Une désolation nommée paix

Une désolation nommée paix

Arkady MARTINE
J'AI LU
608pp - 23,00 €

Bifrost n° 105

Critique parue en janvier 2022 dans Bifrost n° 105

Situé trois mois après le dénouement de Un souvenir nommé empire, premier volet de ce diptyque (cf. la critique mitigée de Bruno Para dans le Bifrost n° 102), l’intrigue de ce nouveau roman démarre par un intriguant prologue, suivi de l’introduction d’un nouveau personnage teixcalaanli et de ses prérogatives. On découvre tout d’abord la yaotlek Neuf Hibiscus (Malva, pour les intimes) à bord de son vaisseau, voguant aux confins de l’Empire Teixcalaan, allant au-devant du danger alien prophétisé par Mahit Dzmare. Cette dernière est de retour sur la station Lsel avec son double imago Yskander, ce qui lui vaut quelques problèmes politiques et potentiellement létaux. Au sein de l’Empire, trois autres protagonistes du précédent tome prendront plus d’espace : l’impériale Dix-Neuf Herminette, le clone et futur em­pereur Huit Antidote, et bien sûr l’ancienne chargée de liaison Trois Posidonie.

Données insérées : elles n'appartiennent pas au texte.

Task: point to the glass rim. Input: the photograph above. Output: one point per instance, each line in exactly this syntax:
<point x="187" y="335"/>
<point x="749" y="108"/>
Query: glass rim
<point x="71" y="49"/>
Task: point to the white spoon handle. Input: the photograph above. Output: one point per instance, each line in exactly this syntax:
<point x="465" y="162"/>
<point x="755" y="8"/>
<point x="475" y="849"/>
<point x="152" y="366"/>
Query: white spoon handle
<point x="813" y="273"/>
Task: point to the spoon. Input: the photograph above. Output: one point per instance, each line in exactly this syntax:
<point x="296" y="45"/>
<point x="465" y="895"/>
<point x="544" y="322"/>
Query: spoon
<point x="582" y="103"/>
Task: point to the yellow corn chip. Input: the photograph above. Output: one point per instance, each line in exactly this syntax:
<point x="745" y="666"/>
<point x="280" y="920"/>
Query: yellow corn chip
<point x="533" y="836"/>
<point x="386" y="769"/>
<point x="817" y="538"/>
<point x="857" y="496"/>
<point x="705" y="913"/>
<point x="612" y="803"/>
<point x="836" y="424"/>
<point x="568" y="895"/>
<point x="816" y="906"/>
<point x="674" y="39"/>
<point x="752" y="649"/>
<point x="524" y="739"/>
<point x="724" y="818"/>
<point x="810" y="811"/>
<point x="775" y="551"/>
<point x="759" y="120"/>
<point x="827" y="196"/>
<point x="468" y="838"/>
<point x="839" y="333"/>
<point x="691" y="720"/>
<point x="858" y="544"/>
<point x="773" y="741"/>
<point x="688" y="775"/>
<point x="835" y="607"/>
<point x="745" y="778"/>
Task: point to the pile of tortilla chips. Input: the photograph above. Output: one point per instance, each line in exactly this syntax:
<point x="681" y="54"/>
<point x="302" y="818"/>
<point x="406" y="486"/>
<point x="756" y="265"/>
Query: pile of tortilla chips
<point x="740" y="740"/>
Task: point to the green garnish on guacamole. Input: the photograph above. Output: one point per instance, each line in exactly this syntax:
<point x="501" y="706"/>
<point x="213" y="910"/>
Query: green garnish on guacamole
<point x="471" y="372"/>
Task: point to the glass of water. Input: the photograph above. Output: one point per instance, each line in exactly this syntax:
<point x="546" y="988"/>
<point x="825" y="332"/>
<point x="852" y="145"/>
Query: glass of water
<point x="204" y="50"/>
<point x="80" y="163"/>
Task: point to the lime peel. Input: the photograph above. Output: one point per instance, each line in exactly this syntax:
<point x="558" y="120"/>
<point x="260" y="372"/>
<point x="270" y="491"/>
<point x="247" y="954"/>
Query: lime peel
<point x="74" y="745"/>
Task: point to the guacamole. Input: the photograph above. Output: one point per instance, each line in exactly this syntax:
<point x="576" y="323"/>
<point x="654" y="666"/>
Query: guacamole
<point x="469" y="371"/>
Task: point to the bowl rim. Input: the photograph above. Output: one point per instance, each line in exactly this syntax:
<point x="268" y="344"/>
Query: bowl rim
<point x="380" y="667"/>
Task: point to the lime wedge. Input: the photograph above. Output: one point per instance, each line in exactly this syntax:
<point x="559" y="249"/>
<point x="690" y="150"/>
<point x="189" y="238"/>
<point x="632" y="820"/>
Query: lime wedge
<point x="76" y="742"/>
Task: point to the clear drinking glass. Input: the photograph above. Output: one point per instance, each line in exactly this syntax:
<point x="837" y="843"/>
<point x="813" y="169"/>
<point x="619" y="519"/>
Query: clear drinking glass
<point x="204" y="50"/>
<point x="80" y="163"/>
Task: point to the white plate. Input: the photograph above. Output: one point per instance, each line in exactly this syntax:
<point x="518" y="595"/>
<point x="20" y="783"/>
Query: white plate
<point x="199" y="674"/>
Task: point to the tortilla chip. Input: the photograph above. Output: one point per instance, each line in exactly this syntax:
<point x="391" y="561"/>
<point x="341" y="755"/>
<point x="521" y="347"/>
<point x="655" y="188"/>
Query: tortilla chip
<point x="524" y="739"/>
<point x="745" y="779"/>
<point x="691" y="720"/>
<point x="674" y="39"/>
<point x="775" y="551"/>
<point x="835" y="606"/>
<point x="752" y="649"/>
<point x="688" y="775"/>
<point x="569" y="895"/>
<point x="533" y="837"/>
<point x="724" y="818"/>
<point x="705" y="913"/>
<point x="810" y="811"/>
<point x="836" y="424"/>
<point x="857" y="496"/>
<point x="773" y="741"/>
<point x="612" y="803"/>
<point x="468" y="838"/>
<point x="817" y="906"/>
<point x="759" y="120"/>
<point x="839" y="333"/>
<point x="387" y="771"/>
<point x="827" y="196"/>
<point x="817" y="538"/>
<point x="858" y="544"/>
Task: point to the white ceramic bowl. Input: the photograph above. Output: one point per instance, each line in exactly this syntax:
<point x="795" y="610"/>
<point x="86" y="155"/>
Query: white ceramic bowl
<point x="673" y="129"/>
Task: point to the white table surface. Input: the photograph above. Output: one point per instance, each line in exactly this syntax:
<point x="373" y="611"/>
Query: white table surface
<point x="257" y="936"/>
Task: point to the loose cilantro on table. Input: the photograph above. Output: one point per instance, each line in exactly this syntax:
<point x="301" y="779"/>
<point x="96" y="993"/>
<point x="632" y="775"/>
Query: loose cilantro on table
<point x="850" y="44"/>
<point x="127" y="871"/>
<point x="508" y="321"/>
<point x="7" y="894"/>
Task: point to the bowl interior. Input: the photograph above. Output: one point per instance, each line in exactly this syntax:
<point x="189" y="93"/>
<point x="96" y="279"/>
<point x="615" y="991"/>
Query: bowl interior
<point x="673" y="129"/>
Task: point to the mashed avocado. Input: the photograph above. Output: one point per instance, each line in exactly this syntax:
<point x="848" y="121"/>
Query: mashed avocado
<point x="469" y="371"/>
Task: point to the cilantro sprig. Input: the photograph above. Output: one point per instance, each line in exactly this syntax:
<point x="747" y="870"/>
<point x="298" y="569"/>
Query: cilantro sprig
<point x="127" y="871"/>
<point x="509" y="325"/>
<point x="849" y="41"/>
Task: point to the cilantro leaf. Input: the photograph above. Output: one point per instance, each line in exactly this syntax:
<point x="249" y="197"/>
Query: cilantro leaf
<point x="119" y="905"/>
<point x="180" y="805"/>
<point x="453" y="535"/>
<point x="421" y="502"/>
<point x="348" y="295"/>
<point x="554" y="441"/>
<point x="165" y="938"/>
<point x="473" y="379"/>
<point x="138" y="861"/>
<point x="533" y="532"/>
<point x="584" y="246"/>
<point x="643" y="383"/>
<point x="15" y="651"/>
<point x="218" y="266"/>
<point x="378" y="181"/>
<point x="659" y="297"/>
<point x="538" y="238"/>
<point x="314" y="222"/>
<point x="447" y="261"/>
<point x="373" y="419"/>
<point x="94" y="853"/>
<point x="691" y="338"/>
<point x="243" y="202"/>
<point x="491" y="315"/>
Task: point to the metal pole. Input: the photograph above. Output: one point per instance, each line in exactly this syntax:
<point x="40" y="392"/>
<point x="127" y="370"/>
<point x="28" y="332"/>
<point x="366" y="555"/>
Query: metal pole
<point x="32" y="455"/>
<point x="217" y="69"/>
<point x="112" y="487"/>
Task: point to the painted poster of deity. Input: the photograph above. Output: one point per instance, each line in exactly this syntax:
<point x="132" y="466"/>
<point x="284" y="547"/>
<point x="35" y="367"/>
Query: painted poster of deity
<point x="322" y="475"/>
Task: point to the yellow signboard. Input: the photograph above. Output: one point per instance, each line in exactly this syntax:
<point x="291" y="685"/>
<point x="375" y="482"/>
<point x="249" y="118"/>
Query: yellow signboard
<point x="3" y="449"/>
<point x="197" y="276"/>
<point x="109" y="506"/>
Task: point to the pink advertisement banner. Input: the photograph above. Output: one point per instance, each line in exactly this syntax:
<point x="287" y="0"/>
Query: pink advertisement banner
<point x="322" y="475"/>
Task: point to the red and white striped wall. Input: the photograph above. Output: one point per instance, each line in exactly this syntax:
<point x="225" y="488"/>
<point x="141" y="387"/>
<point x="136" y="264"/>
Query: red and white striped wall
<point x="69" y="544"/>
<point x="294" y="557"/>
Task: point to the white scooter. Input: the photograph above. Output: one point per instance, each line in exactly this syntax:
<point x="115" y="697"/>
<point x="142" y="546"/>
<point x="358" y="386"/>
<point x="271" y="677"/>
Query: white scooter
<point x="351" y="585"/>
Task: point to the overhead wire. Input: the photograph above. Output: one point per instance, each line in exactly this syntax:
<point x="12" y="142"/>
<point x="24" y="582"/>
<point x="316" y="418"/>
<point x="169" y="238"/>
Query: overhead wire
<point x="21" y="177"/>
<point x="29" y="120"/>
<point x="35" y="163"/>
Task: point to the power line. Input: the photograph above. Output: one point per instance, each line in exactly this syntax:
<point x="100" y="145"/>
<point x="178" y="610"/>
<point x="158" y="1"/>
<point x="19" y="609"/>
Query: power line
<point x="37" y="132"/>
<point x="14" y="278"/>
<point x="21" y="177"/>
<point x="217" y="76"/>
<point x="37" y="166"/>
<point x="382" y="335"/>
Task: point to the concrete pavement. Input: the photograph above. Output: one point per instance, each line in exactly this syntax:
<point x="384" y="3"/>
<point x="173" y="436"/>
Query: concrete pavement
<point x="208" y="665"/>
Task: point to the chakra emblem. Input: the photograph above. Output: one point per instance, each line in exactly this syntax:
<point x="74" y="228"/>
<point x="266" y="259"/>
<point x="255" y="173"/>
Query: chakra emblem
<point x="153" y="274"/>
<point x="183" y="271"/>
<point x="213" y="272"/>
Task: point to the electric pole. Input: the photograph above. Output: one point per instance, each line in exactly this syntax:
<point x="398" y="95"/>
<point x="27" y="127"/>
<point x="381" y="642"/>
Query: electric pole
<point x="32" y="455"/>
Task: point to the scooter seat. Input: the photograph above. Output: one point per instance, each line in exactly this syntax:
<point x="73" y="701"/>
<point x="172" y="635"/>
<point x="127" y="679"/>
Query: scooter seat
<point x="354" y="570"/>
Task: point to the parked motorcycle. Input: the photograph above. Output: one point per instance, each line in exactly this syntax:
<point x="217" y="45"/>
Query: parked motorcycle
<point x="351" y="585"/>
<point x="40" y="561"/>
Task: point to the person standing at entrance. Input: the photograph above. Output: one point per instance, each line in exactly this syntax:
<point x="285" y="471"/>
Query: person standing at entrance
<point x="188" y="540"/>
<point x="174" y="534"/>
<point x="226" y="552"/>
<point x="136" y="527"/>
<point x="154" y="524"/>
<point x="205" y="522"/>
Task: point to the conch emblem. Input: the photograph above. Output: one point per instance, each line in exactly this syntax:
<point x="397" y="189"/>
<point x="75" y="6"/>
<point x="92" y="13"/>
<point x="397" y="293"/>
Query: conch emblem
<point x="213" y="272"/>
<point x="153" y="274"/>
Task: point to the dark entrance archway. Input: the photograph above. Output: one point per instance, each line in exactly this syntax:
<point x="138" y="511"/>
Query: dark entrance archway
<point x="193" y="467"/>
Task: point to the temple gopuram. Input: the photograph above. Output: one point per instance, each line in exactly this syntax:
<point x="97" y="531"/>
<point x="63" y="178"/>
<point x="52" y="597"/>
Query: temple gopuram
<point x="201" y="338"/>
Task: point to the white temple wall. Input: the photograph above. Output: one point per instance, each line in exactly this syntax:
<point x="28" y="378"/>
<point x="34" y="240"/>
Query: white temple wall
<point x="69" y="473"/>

C’est avec plaisir que l’on replongera dans les intrigues, archives et subtilités du monde créé par Arkady Martine, qui cette fois s’agré­­mente – en plus de différentes complexités politiques – de la gestion d’un premier contact alien. Comme on peut l’imaginer, Trois Posidonie et Mahit seront confrontées à cet épineux problème, contraintes de composer avec leur relation tissée de colère, d’incompréhension et de passion, et le terrain miné d’urgences où elles mettront en œuvre leurs compétences tout à la fois linguistiques et diplomatiques.

Arkady Martine joue avec ses classiques : l’agent double, le premier contact extraterrestre et les éléments de son dénouement, les enjeux des pourparlers, la confrontation d’idées, la passion amoureuse non sans heurts et la place que chaque personnage devra trouver, entre loyauté et éthique personnelle. Une désolation nommée paix dé­taille sa réflexion sur l’identité des lignées imago autant que des stratégies de l’Empire Teixcalaan, sur les technologies en usage et la place que chaque personnage peut prendre ou changer dans un Empire qui les étouffe. L’ensemble constitue un roman d’aventure plus que divertissant, peuplé de protagonistes forts, qui s’autorise parfois un peu de légèreté. Notons un dénouement qui, même s’il paraît expéditif, permet de conclure ces différents arcs de façon satisfaisante, donnant tout son sens au titre et renforçant la résonance entre prologue et épilogue… et même sa dédicace. Un bon roman, en somme, qui prolonge le plaisir pris à la lecture de l’opus initial et qui intrigue quant aux prochains récits de son au­trice : une novella est annoncée pour 2022.